# Warp 9 vs Warp 11



## lonestarrpm (Aug 18, 2011)

A slight hiccup in my motor allocation.

Was sent a Warp 9 when I ordered a Warp 11. Cest le vie.

I can ship back, but supplier didn't have a Warp 11 to replace it with.

I'm just starting my build so I'm playing spreadsheet games now anyways.

My design is a Porsche Boxster S.

Probably a ~240V battery pack with enough to do 156V and 1000 Amps
to the motor. Soliton 1.

Figure the final car is 3000# with Warp 11 and 2900# with the Warp 9.

My goal is to get as close to or better Boxster S performance.

I'll live with whatever range that gives me as a consequence
(I figure that to get that potential 0-60, I'll have plenty for
the range I need)
0-60 5.7s, 255HP, 225ft lbs is the 3.2L Boxster S specs.

Should I hold out for the Warp 11 -- or will I be satisfied with the Warp 9,
and save a few $$???

thanks,

Mike


----------



## rwaudio (May 22, 2008)

Based on my everything I've read and what others have said I would say the Warp 9 or Warp 11hv are the best choices for a performance vehicle. The Warp 11 won't give you any more power than the 9 it will just allow longer high power bursts as it has more mass to get rid of heat. The 9 is said to have a more usable RPM range for a performance vehicle. I would keep the 9 and call it a blessing in disguise.


----------



## DIYguy (Sep 18, 2008)

I would go for the 11". A 9" may convert energy the same as an 11" but you must have the gears to turn this into performance.... namely acceleration. You may loose some top speed based on peak rpm difference... but the torque falls off significantly up there anyways. Also, the 11" will handle higher power levels.

Bottom line...if you do install the 9" in the car you have, and press the accelerator to the floor, then put in the 11" motor and do the same thing.... you won't be changing it back to the 9". 

From what I have read about your expectations, you want that torque to get your bottom end performance.
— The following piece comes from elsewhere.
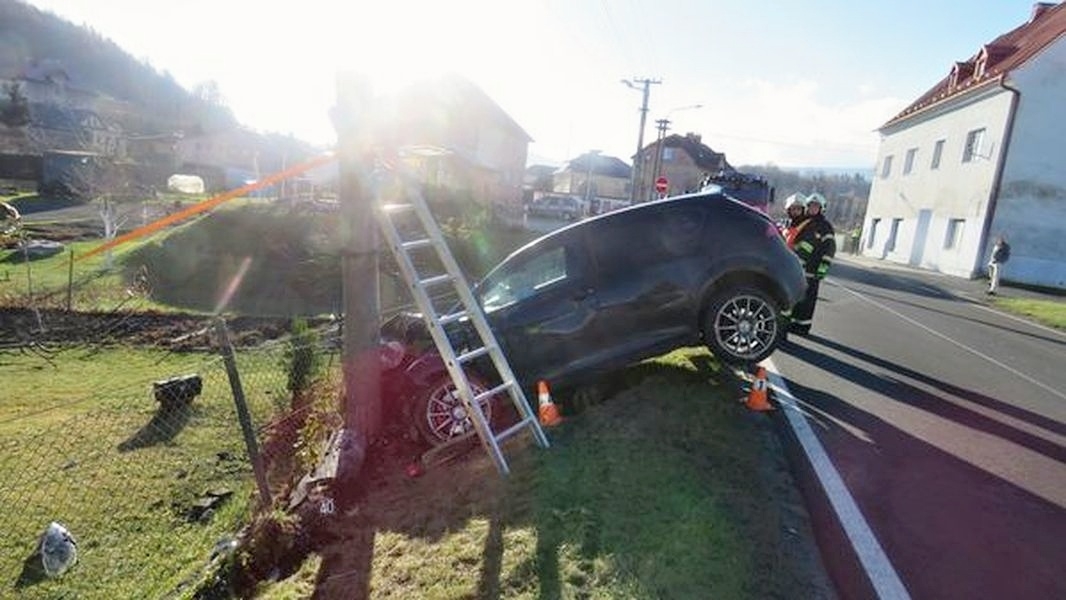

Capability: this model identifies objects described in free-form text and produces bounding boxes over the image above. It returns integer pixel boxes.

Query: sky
[29,0,1048,169]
Go with the 11".

One other point... say you build this thing and you want more power (and your battery has some left to give). . . . You can put a Z2k in the car and know the 11" will handle the higher power better.


----------



## EVfun (Mar 14, 2010)

I would keep the 9. Your car should slip through the air pretty good so the 9 should meet your continuous power needs. The 9 will likely be more eager to rev and can handle a lot of power for short periods. 

If you have lots of hills you may need the 11. If you where running a Zilla 2000 amp controller I would be concerned for the 9 inch motor but all should be just fine with a 1000 amp limit.


----------



## gsmith191145 (May 1, 2011)

I would go with the warp 11 HV . You will get double the torque of the warp 9. Also you have a lot of work ahead of you, so it will be worth the wait.


----------



## Bowser330 (Jun 15, 2008)

gsmith191145 said:


> I would go with the warp 11 HV . You will get double the torque of the warp 9. Also you have a lot of work ahead of you, so it will be worth the wait.


+1

Warp11*-HV* is what you want...I would return the 9" and use the funds to get the *HV*.

The motor has the same rotating mass as the 9" so it has the Rpm potential of the 9", plus with the interpoles you can ramp the voltage up and push out the knee of the hp curve (the more area under the curve the better)

Soliton-1 can take 340V MAX so why not use every bit of it? Remember that the kw power is electrical power and has to run through the motor to become mechanical power and the motor at 1000A+ draw is only about 80% eff, or less...so....

156V *1000A = 156kw = 209ehp *0.80 = 167mhp <<See how the Voltage limit of the motor limits peak power?

Tess already posted in another thread that 1000A sags a 300V nominal pack about 45V, so 300-45 = 255V * 1000A = 255kw, 342ehp *0.80 = 273mhp


----------



## tomofreno (Mar 3, 2009)

I agree the 11" will give you way more torque, and that is what gives acceleration. You can use high voltage with the 11" HV and the soliton1 to maintain peak torque out to higher rpm, giving high power and good acceleration to higher speeds. I don't think I would even want to drive a car with that much torque/power, but if that is your goal... The 9" with 1k controller would be fast also, but not nearly so.


----------



## drgrieve (Apr 14, 2011)

Depending on your budget I would either keep the 9" or as others are saying go to 11" hv (which really is more like a 9" motor but with interpoles which makes the casing wider).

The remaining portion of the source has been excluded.